As ArtMuseumTeaching.com continues to expand as an online space for reflecting on museum practice, I have been exploring how we—as museum and education professionals—maneuver within a technology-mediated world in a way that allows us to cultivate productive, human-centered networks and communities. Museums and schools have been widely engaged in how digital media and technology can connect them with their students and audiences. But what about the potential of these same technologies to build entirely new “communities of practice” among professionals—whether teachers, university faculty, or museum educators?

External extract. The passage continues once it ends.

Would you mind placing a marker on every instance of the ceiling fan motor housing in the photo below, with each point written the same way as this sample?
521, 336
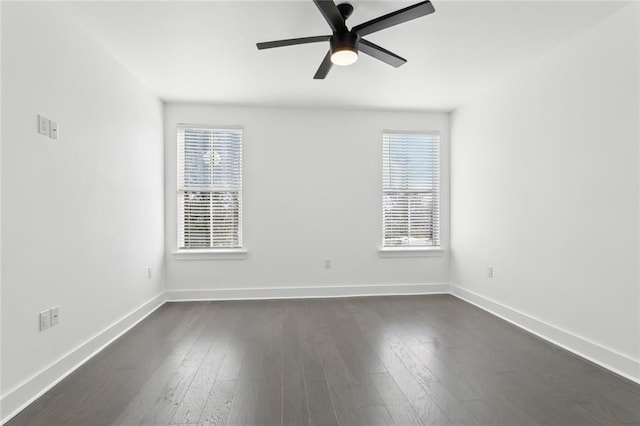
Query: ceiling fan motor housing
346, 40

I am especially interested in the ways in which an online community like ArtMuseumTeaching.com can, in turn, bring people with shared interests together in physical spaces in new and meaningful ways. Since 2012, the ArtMuseumTeaching community has hosted several in-person gatherings, including conference sessions, happy hours, and recently the first-ever Museum Teaching Throw Down as well as Gallery Teaching Marathon. As many as one hundred people have come together for these face-to-face social experiences — creating new professional connections and enriching existing collaborations that continue to grow through the online/digital forum. After all, the relationships we develop online are complex, as a simple Twitter follower or blog reader can quickly become a close colleague, friend, and mentor. One ArtMuseumTeaching.com Google Hangout in 2013 brought together educators from Australia to New York in real time, and these connections develop new peer networks, partnerships, and professional exchanges that help us all grow personally and professionally.
Through this work that I have been engaged with thus far — both online and in the physical spaces of museum galleries — I feel that the art museum has begun to make a shift in what it has the potential to become: a dynamic cultural landscape where authentic, learner-driven experiences are developed and enacted by teachers and their students. These experiences are opening up museums as places for educators to chart their own path in unpredictable ways, and to invite parallel exploration, risk-taking, and fresh discovery on the part of learners across a variety of contexts.
Originally published in: Garcia, Antero, ed., 2014. Teaching in the Connected Learning Classroom. Irvine, CA: Digital Media and Learning Research Hub. This report series on connected learning was made possible by grants from the John D. and Catherine T. MacArthur Foundation in connection with its grantmaking initiative on Digital Media and Learning.